I am trying very, very hard not to be offended by your comment. Yes, I am a tomboy. NO, I DO NOT ASPIRE TO BE A MAN. I am a woman who has interests that are stereotypically “male”, but I AM a woman and have no desire to be a man.

“Tomboys” who feel they are men in a woman’s body are “transmen”.

“Tomboys” who feel they are women in a woman’s body are … wait for it… women.

And, contrary to your assumption, there’s still blowblack for tomboys. I hope not as bad as when I was a child, when I’d be punished at school for not being feminine enough. Still occasionally get people who assume or insist I’m a lesbian (Not that there’s anything wrong with that these days, I just happen to be heterosexual) and so on. It’s not as bad as what homosexuals and, even more so, transgender people get, but it’s not an existence free of judgmental assholes.
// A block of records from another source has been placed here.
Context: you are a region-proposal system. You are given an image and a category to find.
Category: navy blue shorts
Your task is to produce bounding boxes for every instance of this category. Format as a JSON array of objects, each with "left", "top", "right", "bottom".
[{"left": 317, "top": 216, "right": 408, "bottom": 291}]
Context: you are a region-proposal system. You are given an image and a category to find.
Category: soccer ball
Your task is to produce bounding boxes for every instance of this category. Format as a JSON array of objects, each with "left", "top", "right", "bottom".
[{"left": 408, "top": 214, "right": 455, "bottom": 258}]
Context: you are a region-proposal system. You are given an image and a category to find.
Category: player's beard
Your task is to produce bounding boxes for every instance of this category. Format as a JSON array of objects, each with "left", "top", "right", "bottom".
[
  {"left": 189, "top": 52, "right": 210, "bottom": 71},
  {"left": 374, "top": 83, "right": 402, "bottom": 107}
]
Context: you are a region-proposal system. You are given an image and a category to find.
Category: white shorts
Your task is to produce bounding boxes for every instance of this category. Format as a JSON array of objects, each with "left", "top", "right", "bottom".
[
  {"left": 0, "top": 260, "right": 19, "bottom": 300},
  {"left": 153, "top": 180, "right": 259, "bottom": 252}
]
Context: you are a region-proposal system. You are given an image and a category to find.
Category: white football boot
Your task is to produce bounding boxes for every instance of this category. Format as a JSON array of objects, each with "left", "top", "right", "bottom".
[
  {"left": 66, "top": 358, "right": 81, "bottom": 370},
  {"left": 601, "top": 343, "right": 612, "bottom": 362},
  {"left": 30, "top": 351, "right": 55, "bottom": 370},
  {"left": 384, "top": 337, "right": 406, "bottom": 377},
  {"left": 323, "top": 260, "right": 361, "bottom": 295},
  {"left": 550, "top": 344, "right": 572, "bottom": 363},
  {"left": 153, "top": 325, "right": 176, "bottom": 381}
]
Nobody has said any of that shit.

Chemotherapy also stops a normal, natural progression in the lives of cancer patients. The fact that a treatment stops a “normal, natural progression” of biology does not mean it is bad.

And, as has been noted upthread, puberty blockers don’t pump hormones into the body; they actually prevent the pumping of hormones into the body.

That might be (but isn’t necessarily) an outward sign that he identifies with traditionally female social behaviors.

There’s hating your body, and then there’s feeling like your body doesn’t match the gender you feel in your mind. They’re two different things, but admittedly there is often a great deal of overlap. The mental issues of transgender individuals are often helped by being allowed to live as their self-identified gender, and they’re often helped by receiving hormone therapy.

Again, nobody here has said any of that shit.

I agree with you in terms of an overall societal approach to transgenderism, and the bigot you describe seems to be rejecting the idea that transgenderism even exists. But please let’s look at the context of this specific remark. The OP’s tone is clearly not dismissive, but rather, “I don’t get this, so I’m asking.” The OP is talking about a three-year-old, and is earnestly trying to understand how you tell the difference between a child that young who is transgender vs. who is playing “let’s pretend.” I think that is a legitimate question.